Integrated Laboratory for Quantum Materials and Devices

The past decade has witnessed the rapid rise of quantum materials. While electrons in common solids have charge, spin and orbital degrees of freedom, and are characterized by the topological nature determined by the atomic potential on the crystal lattice, these attributes are strongly coupled in quantum materials, resulting in a high sensitivity to different forms of external stimuli, including electricity, heat, mechanical force, light, magnetic field, etc. Consequently, quantum materials show various emergent properties that are promising for the development of next-generation technologies for sensing, computing, modeling, and communication, with higher accuracy or efficiency.

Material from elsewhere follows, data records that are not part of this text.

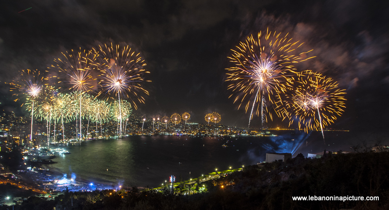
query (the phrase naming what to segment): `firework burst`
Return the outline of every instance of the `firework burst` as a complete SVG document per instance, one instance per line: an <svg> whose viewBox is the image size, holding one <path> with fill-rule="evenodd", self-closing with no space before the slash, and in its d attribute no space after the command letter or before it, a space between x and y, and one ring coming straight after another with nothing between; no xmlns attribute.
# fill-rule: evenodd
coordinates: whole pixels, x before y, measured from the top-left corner
<svg viewBox="0 0 389 210"><path fill-rule="evenodd" d="M182 117L182 120L185 121L185 124L186 124L186 121L189 120L191 119L191 114L188 113L184 113L182 114L182 116L181 116Z"/></svg>
<svg viewBox="0 0 389 210"><path fill-rule="evenodd" d="M297 121L299 128L303 127L305 131L320 130L324 140L324 127L334 123L344 112L345 90L339 89L332 78L310 70L296 78L294 85L284 93L284 99L278 108L283 117L289 119L289 126Z"/></svg>
<svg viewBox="0 0 389 210"><path fill-rule="evenodd" d="M98 57L95 65L101 72L99 81L102 91L105 93L129 98L137 109L136 101L144 103L142 94L148 95L148 91L142 87L146 74L150 73L144 67L146 64L140 56L132 51L128 46L121 48L119 45L105 45L93 49Z"/></svg>
<svg viewBox="0 0 389 210"><path fill-rule="evenodd" d="M62 55L62 58L54 60L56 64L51 68L58 70L58 72L51 72L50 79L58 85L80 93L80 138L82 139L82 93L91 92L96 88L96 79L92 76L96 68L93 65L95 55L80 48L77 52L72 49L63 52Z"/></svg>
<svg viewBox="0 0 389 210"><path fill-rule="evenodd" d="M144 60L140 56L140 53L131 51L128 45L121 48L119 45L114 46L111 43L110 46L105 45L99 47L97 49L93 49L99 61L96 62L95 65L101 74L99 83L102 90L99 95L105 93L108 96L113 95L113 98L117 96L119 107L122 95L129 98L134 107L137 109L136 100L144 103L144 98L142 94L149 95L148 92L142 86L145 81L143 79L145 75L150 73L144 69L146 66ZM122 119L120 121L121 136Z"/></svg>
<svg viewBox="0 0 389 210"><path fill-rule="evenodd" d="M272 120L268 107L280 100L278 93L290 82L295 70L293 64L311 58L303 58L309 51L297 54L296 49L302 43L292 41L287 35L283 36L268 30L265 34L260 32L257 37L251 35L241 42L229 57L234 64L226 69L226 81L232 92L230 97L235 96L234 103L239 103L238 109L244 106L247 112L251 108L249 127L256 105L263 125L267 121L266 113Z"/></svg>
<svg viewBox="0 0 389 210"><path fill-rule="evenodd" d="M175 113L170 116L170 123L174 123L174 125L181 122L181 115L177 113Z"/></svg>
<svg viewBox="0 0 389 210"><path fill-rule="evenodd" d="M213 112L212 113L212 118L211 119L211 122L216 124L220 122L222 117L220 116L220 115L219 114L219 113L217 113L216 112Z"/></svg>
<svg viewBox="0 0 389 210"><path fill-rule="evenodd" d="M208 113L208 114L205 115L204 117L204 119L206 121L208 122L208 124L210 124L210 122L212 122L212 118L213 116L212 115L212 113Z"/></svg>
<svg viewBox="0 0 389 210"><path fill-rule="evenodd" d="M43 84L43 75L37 70L22 70L18 77L14 79L10 83L11 85L11 91L17 90L14 94L18 96L24 96L32 99L31 108L31 133L30 136L30 143L33 138L33 122L34 120L34 102L39 99L39 96ZM15 100L17 101L18 98Z"/></svg>
<svg viewBox="0 0 389 210"><path fill-rule="evenodd" d="M167 129L167 122L169 121L169 117L166 116L163 116L161 118L161 121L165 123L165 129Z"/></svg>

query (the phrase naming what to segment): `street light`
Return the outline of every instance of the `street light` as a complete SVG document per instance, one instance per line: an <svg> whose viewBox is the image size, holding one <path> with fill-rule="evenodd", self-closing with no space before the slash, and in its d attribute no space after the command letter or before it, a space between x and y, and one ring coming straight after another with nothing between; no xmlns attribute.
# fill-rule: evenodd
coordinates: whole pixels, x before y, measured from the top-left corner
<svg viewBox="0 0 389 210"><path fill-rule="evenodd" d="M128 118L125 121L125 126L124 127L124 135L125 135L125 130L127 129L127 123L128 122Z"/></svg>
<svg viewBox="0 0 389 210"><path fill-rule="evenodd" d="M146 121L146 118L143 118L143 123L142 123L142 134L143 134L143 125L144 125L144 121Z"/></svg>

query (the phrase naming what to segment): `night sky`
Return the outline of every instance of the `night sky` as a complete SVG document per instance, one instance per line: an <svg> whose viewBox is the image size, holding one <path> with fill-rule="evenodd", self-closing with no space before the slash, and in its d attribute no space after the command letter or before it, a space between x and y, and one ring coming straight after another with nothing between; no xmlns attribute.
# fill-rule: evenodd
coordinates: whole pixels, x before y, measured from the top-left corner
<svg viewBox="0 0 389 210"><path fill-rule="evenodd" d="M321 72L346 90L347 108L330 128L388 129L388 1L3 0L0 8L0 102L8 110L15 105L3 82L18 71L45 71L61 52L112 42L140 52L151 72L150 96L139 113L188 112L205 123L216 111L221 123L247 127L249 113L228 98L227 57L268 27L314 49L309 55L317 57L299 70ZM260 118L251 123L260 127ZM267 126L282 125L287 123Z"/></svg>

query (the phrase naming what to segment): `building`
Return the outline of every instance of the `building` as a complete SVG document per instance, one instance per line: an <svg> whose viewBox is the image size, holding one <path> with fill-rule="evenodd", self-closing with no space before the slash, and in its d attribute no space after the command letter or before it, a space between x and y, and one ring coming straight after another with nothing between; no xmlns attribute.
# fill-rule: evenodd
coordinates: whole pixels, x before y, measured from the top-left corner
<svg viewBox="0 0 389 210"><path fill-rule="evenodd" d="M283 162L292 159L292 153L266 153L266 162L282 160Z"/></svg>

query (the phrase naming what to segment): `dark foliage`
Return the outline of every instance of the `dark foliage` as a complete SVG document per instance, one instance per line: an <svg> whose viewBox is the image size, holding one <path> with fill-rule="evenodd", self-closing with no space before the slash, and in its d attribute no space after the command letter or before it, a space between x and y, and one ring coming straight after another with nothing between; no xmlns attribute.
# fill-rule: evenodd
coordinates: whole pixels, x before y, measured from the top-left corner
<svg viewBox="0 0 389 210"><path fill-rule="evenodd" d="M32 197L15 209L387 210L388 160L388 152L329 153L316 159L299 154L286 162L248 166L243 172L202 182L209 190L206 193L174 195L140 192L135 188L128 192L66 193L53 201ZM308 195L377 196L379 200L292 200L292 196Z"/></svg>

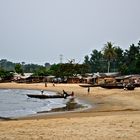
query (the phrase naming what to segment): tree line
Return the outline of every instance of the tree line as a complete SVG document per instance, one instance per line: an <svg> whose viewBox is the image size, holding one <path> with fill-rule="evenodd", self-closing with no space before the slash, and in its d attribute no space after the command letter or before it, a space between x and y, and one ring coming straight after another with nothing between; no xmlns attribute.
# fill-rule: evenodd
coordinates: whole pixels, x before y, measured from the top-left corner
<svg viewBox="0 0 140 140"><path fill-rule="evenodd" d="M90 55L84 57L83 64L74 62L59 63L44 66L37 64L13 63L6 59L0 60L0 77L9 79L13 73L21 75L33 73L33 76L54 75L63 78L64 76L84 75L85 73L107 73L120 72L124 74L140 73L140 41L138 44L130 45L129 49L123 50L112 42L107 42L101 51L94 49Z"/></svg>
<svg viewBox="0 0 140 140"><path fill-rule="evenodd" d="M91 73L120 72L121 74L140 73L140 41L123 50L112 42L107 42L101 51L94 49L84 58Z"/></svg>

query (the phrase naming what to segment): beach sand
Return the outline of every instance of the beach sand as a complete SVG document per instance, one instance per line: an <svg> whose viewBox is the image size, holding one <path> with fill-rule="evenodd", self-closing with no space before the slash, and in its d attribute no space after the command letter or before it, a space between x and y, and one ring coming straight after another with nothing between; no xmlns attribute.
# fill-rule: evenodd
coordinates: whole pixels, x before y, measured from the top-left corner
<svg viewBox="0 0 140 140"><path fill-rule="evenodd" d="M78 84L1 83L0 88L43 89L75 93L91 108L77 112L42 113L0 121L0 140L138 140L140 138L140 88L87 88Z"/></svg>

Positioned at the interface of condensed matter physics, materials science and inorganic chemistry, the Integrated Laboratory for Quantum Materials and Devices aims to address the key issues that are hindering the progress of quantum materials research towards further technological applications. Our lab combines the strength of high-quality single crystalline quantum materials growth, electrical transport characterization, and device fabrications, to promote the discovery of quantum materials with emergent properties and accelerate their transition into realistic applications in high-performance quantum devices. Our research interest and strategy can be summarized in the following figure.

The materials of focus can be categorized into the following three groups:

• Van der Waals layered crystals;
• Magnetic materials;
• Topological semimetals.

The phenomena we are interested in include, but are not limited to:

• Magnetism, including ferromagnetism, ferrimagnetism, collinear and noncollinear antiferromagnetism, skyrmion lattice;
• Charge density waves;
• Superconductivity;
• Spin-charge coupling;
• Topological phases and topological transport response;
• Strain engineering;
• Magnetoelastic coupling;
• Magnetoelectric coupling.

We employ various inorganic chemistry synthesis approaches, such as chemical vapor transport/deposition and liquid flux growth, for the development of sizable, high-quality single crystalline quantum materials. The materials characterization and device fabrication techniques that we frequently use are:

• x-ray diffraction (XRD);
• Energy-dispersive X-ray spectroscopy (EDX);
• Vibrating Sampling Magnetometer (VSM) or Superconducting Quantum Interference Device (SQUID);
• Atomic Force Microscope (AFM);
• Scanning Electron Microscope (SEM);
• Transmission electron microscope (TEM);
• Optical spectroscopy;
• Electrical transport measurements;
• Transfer Stage for 2D materials;
• Focused Ion Beam (FIB) Device Nanofabrication;
• Various clean room facilities.